Pour Spiegel aussi c'est presque la fin (il produira encore un film en 1983). La fin d'une vision de cinéma dorénavant hors champs. Avec Le Dernier nabab il retrouve Kazan dont il avait produit Sur les quais. À l'époque il s'agissait pour le réalisateur de faire son autocritique. De celle d'avoir dénoncé ses potes lors de la chasse aux sorcières. Ici il s'agit de brosser un temps où le producteur autocratique était le véritable maître d'œuvre d'un film. Aujourd'hui Le Dernier nabab fait de plus office de passage de témoin entre deux générations qui est matérialisé à l'écran par la « confrontation » entre un De Niro émergeant (Le Parrain 2, Taxi driver viennent juste de l'imposer définitivement dans le gotha du cinéma) et un Robert Mitchum qui fut l'une des pièces essentielles de l'ancien ordre mondial cinématographique.

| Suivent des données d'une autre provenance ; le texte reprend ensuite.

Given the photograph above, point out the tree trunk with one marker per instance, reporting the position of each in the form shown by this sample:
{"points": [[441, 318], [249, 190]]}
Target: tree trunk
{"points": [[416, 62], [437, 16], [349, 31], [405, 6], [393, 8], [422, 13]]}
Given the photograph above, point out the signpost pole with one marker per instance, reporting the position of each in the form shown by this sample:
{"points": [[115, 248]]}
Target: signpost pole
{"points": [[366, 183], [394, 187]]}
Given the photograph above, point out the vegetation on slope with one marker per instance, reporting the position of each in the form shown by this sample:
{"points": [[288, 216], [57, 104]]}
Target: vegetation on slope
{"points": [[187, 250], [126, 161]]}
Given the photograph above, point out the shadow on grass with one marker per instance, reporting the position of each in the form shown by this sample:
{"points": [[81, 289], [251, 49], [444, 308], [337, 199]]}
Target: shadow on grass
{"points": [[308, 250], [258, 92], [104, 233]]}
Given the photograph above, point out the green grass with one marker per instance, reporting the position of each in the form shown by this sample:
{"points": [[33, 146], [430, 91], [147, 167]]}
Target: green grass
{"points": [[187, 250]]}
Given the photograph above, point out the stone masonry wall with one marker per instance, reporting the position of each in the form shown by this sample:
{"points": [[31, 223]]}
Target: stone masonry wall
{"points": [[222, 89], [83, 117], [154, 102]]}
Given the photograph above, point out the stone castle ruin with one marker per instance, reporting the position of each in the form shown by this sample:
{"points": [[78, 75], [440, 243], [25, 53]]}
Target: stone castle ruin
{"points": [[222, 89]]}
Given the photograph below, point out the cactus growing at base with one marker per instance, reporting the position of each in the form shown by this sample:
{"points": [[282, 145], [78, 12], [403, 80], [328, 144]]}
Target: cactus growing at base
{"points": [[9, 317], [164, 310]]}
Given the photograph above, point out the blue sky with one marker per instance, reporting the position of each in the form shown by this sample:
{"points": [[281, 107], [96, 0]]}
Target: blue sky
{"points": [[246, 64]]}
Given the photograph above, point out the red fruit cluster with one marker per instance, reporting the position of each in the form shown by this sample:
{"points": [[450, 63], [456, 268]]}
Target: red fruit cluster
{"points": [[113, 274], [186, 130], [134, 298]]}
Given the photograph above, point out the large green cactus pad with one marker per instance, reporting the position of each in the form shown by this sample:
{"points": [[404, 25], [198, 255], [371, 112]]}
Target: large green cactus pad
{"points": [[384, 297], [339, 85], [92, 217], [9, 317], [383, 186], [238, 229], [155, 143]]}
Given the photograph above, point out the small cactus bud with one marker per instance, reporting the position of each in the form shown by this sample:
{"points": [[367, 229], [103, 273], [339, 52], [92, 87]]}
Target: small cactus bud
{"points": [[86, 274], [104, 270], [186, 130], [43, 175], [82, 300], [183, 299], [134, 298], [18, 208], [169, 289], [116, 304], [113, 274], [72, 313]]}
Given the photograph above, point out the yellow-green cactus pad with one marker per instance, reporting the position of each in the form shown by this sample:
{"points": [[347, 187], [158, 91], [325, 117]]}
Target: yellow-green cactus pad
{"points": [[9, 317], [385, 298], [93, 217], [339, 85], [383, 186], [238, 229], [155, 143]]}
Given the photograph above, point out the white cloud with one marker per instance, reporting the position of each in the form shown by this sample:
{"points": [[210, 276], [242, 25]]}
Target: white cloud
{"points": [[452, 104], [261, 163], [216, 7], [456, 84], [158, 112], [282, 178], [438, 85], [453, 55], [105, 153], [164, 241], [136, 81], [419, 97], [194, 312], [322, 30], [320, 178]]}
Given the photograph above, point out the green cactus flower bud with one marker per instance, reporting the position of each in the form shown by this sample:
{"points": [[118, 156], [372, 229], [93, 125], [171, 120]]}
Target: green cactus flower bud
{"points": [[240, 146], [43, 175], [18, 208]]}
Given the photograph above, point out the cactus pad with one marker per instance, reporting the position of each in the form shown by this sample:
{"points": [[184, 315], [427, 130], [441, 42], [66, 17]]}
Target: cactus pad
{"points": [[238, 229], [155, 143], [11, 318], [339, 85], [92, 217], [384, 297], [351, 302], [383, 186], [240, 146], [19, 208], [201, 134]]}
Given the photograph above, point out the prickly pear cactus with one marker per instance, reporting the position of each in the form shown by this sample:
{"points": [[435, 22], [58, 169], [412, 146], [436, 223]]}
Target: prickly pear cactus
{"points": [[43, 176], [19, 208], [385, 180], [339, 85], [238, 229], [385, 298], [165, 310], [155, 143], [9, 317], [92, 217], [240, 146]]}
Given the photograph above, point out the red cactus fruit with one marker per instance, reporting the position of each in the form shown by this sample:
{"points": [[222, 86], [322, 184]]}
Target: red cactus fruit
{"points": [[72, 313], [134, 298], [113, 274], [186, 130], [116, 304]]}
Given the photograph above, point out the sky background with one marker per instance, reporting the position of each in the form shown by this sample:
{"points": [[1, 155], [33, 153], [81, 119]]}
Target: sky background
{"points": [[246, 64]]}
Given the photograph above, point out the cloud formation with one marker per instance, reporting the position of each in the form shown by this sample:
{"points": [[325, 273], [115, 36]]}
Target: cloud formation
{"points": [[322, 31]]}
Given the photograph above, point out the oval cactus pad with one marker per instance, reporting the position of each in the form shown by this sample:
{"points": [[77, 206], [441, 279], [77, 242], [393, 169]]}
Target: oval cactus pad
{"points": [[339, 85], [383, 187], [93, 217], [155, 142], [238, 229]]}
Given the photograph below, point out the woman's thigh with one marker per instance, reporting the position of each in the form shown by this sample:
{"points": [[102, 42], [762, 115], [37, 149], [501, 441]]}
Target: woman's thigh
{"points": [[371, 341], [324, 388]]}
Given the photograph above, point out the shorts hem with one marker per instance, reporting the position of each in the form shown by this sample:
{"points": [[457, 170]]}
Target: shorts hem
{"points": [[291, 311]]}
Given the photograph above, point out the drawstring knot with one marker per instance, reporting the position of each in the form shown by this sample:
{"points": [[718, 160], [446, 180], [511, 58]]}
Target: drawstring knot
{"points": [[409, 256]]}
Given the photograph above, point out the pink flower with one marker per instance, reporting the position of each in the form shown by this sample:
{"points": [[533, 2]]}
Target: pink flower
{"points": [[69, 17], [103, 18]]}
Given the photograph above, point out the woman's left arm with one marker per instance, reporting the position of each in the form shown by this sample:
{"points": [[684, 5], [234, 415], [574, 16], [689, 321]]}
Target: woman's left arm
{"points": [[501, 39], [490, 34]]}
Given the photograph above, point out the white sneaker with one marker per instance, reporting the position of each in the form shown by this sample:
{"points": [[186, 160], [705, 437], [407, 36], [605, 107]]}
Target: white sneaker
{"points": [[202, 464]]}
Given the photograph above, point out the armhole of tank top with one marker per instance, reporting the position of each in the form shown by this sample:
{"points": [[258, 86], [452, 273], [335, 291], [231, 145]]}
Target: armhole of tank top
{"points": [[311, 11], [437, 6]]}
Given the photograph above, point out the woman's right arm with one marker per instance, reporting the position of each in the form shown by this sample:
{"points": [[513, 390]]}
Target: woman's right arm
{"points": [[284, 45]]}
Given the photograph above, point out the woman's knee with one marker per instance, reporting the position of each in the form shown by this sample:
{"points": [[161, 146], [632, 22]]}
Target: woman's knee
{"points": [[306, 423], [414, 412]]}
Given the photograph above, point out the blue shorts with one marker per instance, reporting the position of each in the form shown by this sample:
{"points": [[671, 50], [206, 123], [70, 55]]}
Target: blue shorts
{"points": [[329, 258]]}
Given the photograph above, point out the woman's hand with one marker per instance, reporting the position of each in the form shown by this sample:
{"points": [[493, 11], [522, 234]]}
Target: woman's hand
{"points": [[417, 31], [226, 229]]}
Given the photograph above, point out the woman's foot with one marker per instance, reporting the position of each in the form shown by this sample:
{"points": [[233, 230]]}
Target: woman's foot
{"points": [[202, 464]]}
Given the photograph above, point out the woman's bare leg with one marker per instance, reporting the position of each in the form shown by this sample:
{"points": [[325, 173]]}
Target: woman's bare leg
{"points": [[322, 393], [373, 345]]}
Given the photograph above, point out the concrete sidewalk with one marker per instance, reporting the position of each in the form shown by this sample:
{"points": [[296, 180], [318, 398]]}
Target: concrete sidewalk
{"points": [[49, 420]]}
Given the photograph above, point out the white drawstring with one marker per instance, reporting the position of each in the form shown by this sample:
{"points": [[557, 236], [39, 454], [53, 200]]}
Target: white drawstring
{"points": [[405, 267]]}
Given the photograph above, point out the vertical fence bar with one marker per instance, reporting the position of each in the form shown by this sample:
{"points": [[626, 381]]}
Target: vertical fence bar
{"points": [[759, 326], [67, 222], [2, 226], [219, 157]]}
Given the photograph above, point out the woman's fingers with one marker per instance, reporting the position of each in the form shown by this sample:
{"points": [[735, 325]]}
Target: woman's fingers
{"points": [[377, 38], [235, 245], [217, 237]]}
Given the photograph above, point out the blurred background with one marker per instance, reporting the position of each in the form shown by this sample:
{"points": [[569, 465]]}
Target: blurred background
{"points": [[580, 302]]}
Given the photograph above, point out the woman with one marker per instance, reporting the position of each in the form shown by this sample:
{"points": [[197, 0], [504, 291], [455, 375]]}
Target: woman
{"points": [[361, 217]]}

La mise en scène de Kazan n'imprime pas la rétine, à dessein. L'idée est de laisser filer le spectateur pour mieux l'accrocher lors de deux séquences qui se répondent et qui font tout le sel névralgique du film. Deux moments de pure bonheur cinématographique où De Niro / Sam Spiegel / Irving Thalberg (le célèbre producteur de la MGM dans les années 30 dont s'est inspiré Fitzgerald pour son personnage) met en scène dans son bureau une page d'un scénario fictif devant un écrivain un peu perdu dans ses nouveaux habits de scénariste. Interprété par Donald Pleasence, cet écrivain n'est autre que F. Scott Fitzgerald qui sur la fin de sa vie devint scénariste à Hollywood un peu par lâcheté intellectuelle et beaucoup par besoin de manger.

Film en trompe l'œil mais aussi film d'un autre temps (devant et derrière la caméra), Le Dernier nabab s'adjuge donc plus que jamais aujourd'hui un rôle de passeur d'histoire du cinéma mais aussi de l'Amérique dans ce qu'elle a de plus hypnotique et de plus désirable. On laissera de côté l'histoire d'amour tire au flanc et paresseuse censée illustrer la déchéance toute relative du producteur de plus en plus jalousé par ses pairs pour s'amuser à décrypter une époque et un microcosme que de multiples visions du film ne sauraient appauvrir et que les frères Coen revisiteront une quinzaine d'années plus tard d'une manière toute personnelle et toute aussi passionnante avec Barton Fink.